Ella no sabía querer poquito.
Amaba con todo.
Hasta vaciarse.
Y así, una y otra vez, fue entregando su luz, su risa, su voz.
Cada amor parecía distinto...
pero todos la dejaban igual:
partida en silencio.
Prometió no volver a hacerlo.
No porque ya no creyera en el amor, sino porque ya no creía en lo que el amor hacía con ella.
La ponía chiquitita.
La dejaba esperando respuestas que nunca llegaban.
Así que un día se prometió:
"Nunca más".
Nunca más rogar.
Nunca más decir primero lo que sentía.
Nunca más desnudarse el alma ante quien no supiera sostenerla.
Y por un tiempo lo logró.
Se volvió más dura, más callada, mas cautelosa.
Hasta que....
lo vió
No era como los otros.
No al principio.
Tenía algo en la mirada, algo en la risa.

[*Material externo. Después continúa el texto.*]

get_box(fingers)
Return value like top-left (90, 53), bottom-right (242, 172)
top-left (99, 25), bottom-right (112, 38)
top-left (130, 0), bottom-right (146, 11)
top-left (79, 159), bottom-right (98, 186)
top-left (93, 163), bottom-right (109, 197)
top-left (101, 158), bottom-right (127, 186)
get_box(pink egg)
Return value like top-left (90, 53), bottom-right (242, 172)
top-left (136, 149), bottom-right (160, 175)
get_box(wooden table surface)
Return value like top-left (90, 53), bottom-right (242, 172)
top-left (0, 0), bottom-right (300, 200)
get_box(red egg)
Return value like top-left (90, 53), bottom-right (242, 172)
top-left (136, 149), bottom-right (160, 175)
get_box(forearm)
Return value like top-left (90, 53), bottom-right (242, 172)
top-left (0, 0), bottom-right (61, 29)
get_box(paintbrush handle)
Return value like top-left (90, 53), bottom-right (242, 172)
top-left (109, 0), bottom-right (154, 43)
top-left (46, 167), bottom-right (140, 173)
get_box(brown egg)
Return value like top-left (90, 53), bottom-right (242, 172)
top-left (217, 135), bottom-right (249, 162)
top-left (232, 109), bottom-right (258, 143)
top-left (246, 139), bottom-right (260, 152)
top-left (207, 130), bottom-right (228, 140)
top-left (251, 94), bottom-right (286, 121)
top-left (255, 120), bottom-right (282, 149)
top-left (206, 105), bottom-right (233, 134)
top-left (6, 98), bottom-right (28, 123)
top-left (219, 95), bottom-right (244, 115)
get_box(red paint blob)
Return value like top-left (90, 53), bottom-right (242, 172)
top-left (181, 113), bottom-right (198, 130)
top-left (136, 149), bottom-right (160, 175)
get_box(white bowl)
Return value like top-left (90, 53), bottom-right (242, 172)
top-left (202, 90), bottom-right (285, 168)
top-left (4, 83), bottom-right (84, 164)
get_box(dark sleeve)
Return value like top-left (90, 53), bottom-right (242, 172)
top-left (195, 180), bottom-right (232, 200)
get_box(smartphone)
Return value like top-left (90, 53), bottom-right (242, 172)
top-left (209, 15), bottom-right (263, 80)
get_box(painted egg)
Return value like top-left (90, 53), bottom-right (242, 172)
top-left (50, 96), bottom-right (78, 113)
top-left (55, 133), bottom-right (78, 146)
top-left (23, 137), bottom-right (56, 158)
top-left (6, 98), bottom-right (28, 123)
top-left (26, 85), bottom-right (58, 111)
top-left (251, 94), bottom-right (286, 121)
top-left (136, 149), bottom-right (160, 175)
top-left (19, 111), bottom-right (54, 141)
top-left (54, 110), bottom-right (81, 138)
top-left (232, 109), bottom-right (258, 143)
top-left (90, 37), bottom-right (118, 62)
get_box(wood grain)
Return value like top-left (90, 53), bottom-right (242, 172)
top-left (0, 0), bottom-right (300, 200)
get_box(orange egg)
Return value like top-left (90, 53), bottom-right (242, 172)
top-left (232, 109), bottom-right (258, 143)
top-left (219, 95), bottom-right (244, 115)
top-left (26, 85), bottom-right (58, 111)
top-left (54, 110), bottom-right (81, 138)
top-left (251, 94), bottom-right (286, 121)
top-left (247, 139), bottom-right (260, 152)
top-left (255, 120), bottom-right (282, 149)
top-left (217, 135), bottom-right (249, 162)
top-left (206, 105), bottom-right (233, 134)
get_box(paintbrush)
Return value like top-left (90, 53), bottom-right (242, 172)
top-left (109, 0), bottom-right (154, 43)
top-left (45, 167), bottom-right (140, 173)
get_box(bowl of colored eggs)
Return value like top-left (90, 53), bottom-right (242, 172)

Algo que hizo que la niña creyera que, quizás esta vez, sí.
Pero esta vez...
no se reveló
No corrió detrás.
No mostró todo.
Se quedó callada.
Fingió control.
Fingió que no pasaba nada.
Y aún así...
se volvió a romper.
No por lo que pasó.
Sino por lo que no pasó.
Por lo que esperó sin decir.
Por lo que soñó sin mostrar.
Pero esta vez...
no quedó hecha trizas.
Esta vez aún le quedaban pedazos vivos.
Pedazos fuertes.
Pedazos que decían:
"No soy solo mis heridas.
Soy todo lo que ha sobrevivido a ellas".
Y así, la niña que se enamoró mil veces, la que prometió no volver a caer, la que calló su amor por miedo a romperse otra vez...
se levantó.
Y eligió ser Ella.
Con todo. Con ruinas. Con alas
Con su corazón aún palpitando.
Porque aunque el amor la rompió muchas veces...
ella sigue siendo más grande que todo lo que le dolió.